In this issue of Blood Advances, Farhadfar et al1 reported the impact of racial, ethnic, and socioeconomic diversity on outcomes of allogeneic hematopoietic cell transplant (allo-HCT) recipients who develop graft-versus-host disease (GVHD).

The number of recipients receiving allo-HCT has steadily increased over the past 2 decades.2 This increase can be attributed to many factors, including better supportive care, advent of reduced intensity conditioning, and better strategies for GVHD prevention. Posttransplant cyclophosphamide (PTCy) as a GVHD prevention strategy has not only improved outcomes of allo-HCT,3 but its role in haploidentical and mismatch unrelated donor transplants has increased access to allo-HCT, especially in ethnic variant patients with less likelihood of finding an HLA-matched donor.4,5 

Cancer outcomes are adversely affected by race, ethnicity, and socioeconomic status (SES), and this is no different in allo-HCT.6 A recent Center for International Blood and Marrow Transplant Research study revealed an improvement in access to allo-HCT and posttransplant outcomes among ethnic minorities, largely through the use of alternative donor platforms incorporating PTCy. However, Farhadfar et al posed an important question on whether outcomes of allo-HCT after diagnosis of GVHD are affected by race, ethnicity, and SES. Over a 10-year period from 2008 to 2018, they found nearly half of the 14 825 allo-HCT recipients developed acute GVHD (n = 6259) and chronic GVHD (n = 6675), with underrepresented minorities (Hispanic, non-Hispanic Black, and Asian) comprising 19.9% and 19.7% of acute and chronic GVHD cases, respectively. They found lower SES was predictive of worse overall survival (OS) and increased treatment-related mortality in patients with chronic GVHD. Importantly, they found non-Hispanic Black patients had a higher reported rate of severe acute GVHD. In those with acute GVHD, non-Hispanic Black patients had worse OS than non-Hispanic White patients; although when acute GVHD was used as a covariate in multivariate analysis, race and ethnicity were no longer significantly associated with OS. This suggested that acute GVHD severity accounts for the association of race and OS.

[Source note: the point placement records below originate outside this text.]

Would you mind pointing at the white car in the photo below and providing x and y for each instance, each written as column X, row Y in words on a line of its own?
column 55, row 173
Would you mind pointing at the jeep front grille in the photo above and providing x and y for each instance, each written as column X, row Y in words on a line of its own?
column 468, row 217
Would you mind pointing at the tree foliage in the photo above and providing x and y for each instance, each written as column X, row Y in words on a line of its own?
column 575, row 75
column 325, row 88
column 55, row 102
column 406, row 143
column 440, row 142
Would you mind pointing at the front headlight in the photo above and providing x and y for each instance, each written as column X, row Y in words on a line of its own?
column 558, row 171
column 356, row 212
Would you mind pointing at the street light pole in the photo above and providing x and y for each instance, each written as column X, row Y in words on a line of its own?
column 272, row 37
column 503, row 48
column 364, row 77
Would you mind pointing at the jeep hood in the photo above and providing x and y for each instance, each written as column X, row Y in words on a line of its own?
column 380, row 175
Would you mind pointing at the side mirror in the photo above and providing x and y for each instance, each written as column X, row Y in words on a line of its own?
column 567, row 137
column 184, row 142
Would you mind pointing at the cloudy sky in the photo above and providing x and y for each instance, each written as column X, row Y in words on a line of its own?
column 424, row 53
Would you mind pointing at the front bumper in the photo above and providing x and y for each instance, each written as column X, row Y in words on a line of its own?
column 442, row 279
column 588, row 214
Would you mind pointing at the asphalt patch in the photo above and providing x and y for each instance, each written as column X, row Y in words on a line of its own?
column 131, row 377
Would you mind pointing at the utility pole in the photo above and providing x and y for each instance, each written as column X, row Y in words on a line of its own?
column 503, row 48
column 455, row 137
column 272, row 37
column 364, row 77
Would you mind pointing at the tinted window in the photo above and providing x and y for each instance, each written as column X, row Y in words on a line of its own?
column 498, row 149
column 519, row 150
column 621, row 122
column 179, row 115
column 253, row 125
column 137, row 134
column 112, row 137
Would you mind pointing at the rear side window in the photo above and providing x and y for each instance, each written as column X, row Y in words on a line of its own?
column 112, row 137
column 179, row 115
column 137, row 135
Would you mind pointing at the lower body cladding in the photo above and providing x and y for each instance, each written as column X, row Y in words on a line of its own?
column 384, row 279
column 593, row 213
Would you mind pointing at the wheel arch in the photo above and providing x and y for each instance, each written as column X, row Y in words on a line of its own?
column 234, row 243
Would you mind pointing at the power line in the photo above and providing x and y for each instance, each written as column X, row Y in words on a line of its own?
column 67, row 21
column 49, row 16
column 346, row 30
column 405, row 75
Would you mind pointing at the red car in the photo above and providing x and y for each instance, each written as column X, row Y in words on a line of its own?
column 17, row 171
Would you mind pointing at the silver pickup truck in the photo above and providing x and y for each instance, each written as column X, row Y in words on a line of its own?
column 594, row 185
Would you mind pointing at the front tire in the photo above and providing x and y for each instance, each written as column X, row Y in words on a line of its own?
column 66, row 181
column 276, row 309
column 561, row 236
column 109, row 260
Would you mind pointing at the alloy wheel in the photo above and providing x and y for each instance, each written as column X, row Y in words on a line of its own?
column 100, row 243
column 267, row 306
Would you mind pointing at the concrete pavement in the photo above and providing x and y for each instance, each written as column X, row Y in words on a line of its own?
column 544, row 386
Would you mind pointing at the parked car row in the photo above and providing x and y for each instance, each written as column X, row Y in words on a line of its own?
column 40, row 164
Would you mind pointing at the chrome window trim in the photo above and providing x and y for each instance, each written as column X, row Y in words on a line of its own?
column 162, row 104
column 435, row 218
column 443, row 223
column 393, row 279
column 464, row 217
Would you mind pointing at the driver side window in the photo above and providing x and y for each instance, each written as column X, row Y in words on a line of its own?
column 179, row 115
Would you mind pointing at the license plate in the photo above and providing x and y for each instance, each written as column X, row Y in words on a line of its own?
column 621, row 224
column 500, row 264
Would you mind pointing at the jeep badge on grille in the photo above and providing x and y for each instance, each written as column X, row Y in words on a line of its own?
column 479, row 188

The next logical question to ask is why these factors influence allo-HCT outcomes after diagnosis of GVHD. Several factors can be hypothesized, including biologic, socioeconomic, or some combination of both. Biologically, how much is influenced by genetic disparity at the HLA locus and minor transplantation antigens or by drug-metabolizing enzymes conferring less effective response to GVHD therapies? Does SES impact manifest in access to transplant centers for GVHD care or in affordability of effective therapies for GVHD? These represent a few questions raised based on the findings of this study. Are there factors that intersect both biologic and SES factors, such as conserved transcriptional response to adversity gene expression profile,7 or other factors yet undiscovered that affect outcomes of GVHD?

It is important to note PTCy as a GVHD prophylaxis was only accounted for 15% of patients reported in the study of Farhadfar et al, which analyzed patients with GVHD until 2018. This should not detract from the fact that this study has identified a vulnerable population within those with GVHD. There exists a need to improve outcomes for this population and proposed solutions will need to encompass both biologic and socioeconomic factors (see figure).

Proposed initiatives toward improving GVHD outcomes.

Proposed initiatives toward improving GVHD outcomes.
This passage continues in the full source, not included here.